El Nobel corona más de dos décadas de activismo en las que Machado ha enfrentado amenazas, persecución judicial y censura mediática, sin renunciar a la defensa del voto y la legalidad.


Más que un premio, un símbolo

El Nobel de la Paz 2025 a María Corina Machado trasciende la esfera política. Es, en muchos sentidos, un reconocimiento a la resistencia cívica venezolana: a quienes no se rinden, a quienes creen en la palabra, en el voto, en la ley y en el trabajo colectivo como herramientas de cambio.

Representa también una advertencia moral a los sistemas que buscan perpetuarse por la fuerza. La paz, el desarrollo y la justicia solo pueden sostenerse sobre instituciones legítimas y ciudadanos activos.

Este premio no convierte a Machado en heroína ni en figura mesiánica; la coloca, más bien, como símbolo de una ciudadanía que se niega a ser silenciada.

En un país donde la palabra “esperanza” ha sido tantas veces usada sin contenido, este reconocimiento devuelve a esa palabra su peso original: la certeza de que las causas justas, por largas que sean, terminan encontrando eco.


Venezuela ante la lupa

Que una venezolana reciba el Nobel de la Paz no resuelve los problemas del país, pero sí redefine su imagen ante el mundo.

Durante años, Venezuela fue mencionada por su crisis humanitaria, su éxodo, su censura.
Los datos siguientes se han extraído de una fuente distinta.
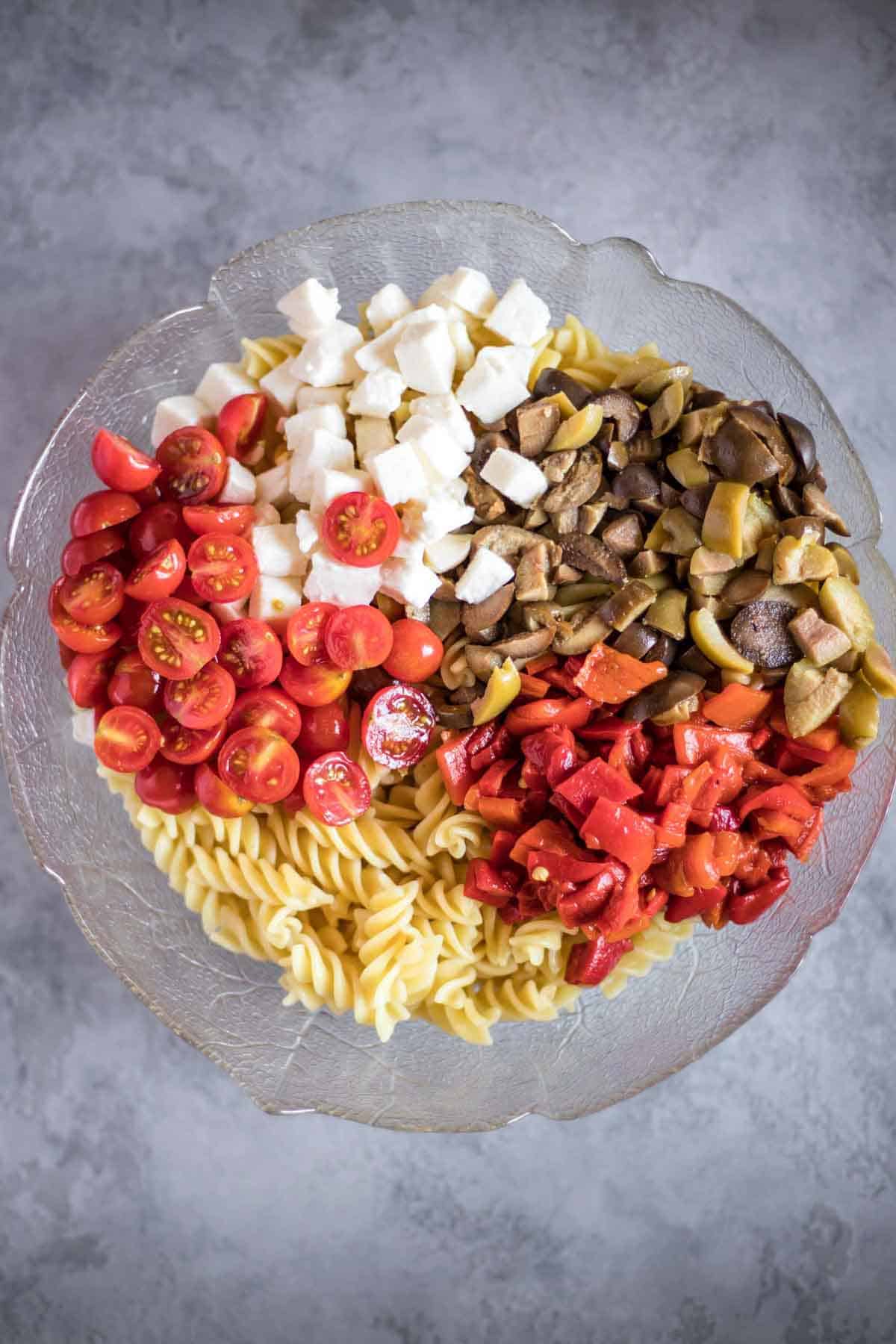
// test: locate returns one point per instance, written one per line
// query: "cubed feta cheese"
(176, 413)
(482, 577)
(376, 394)
(331, 581)
(309, 307)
Hoy, su nombre aparece vinculado a un símbolo distinto: el de una lucha pacífica que ha logrado atención, respeto y legitimidad internacional.
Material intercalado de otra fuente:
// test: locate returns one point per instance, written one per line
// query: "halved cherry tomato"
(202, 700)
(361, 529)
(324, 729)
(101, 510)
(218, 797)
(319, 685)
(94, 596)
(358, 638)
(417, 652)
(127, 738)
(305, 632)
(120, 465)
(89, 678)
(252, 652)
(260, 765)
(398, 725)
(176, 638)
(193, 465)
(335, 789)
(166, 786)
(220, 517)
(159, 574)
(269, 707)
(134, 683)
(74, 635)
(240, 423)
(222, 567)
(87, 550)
Con este reconocimiento, Venezuela entra por primera vez en la historia del Nobel de la Paz, representada por una mujer que ha hecho de la coherencia y la perseverancia sus principales herramientas.

Su historia recuerda que la verdadera fortaleza no siempre está en quien impone, sino en quien resiste con dignidad.

Reflexión: La paz como tarea compartida

Aunque en el pasado el Nobel de la Paz haya despertado polémicas por premiar trayectorias discutidas y controversiales, este año recobra su significado más noble al reconocer en María Corina Machado la fuerza pacífica de la esperanza.

Porque el Nobel de la Paz de María Corina Machado no pertenece solo a ella.
Pertenece a quienes han mantenido la fe en la democracia, a quienes han defendido la palabra cuando el silencio parecía más seguro, a quienes —desde dentro o fuera del país— siguen creyendo que el cambio es posible sin odio ni revancha.

La paz no es pasividad; es acción sostenida en el tiempo.
No es resignación; es decisión.

Y cuando una nación entera aprende a resistir sin rendirse, a disentir sin destruir y a esperar sin olvidar, está dando los primeros pasos hacia su reconstrucción.

El premio, más que un punto de llegada, es un compromiso renovado con el futuro: uno donde la justicia, la libertad y la democracia no sean promesas, sino realidades.

2 responses

  1. Sensei Agot Avatar

    El discurso alrededor de esto ha sido tan polarizante… personalmente he disfrutado muchisimo los lloriqueos y me alegra mucho el premio, independientemente de lo valido que sea este galardón, dada su historia.

    1. Mila Schillaci Kwiecien Avatar

      Pienso lo mismo. Siempre habrá dudas si realmente lo merece o no, pero lo importante es el reconocimiento al valor y la lucha del pueblo venezolano. No hay que quitarles mérito y menos alegría manchando este premio con señalamientos y discordia.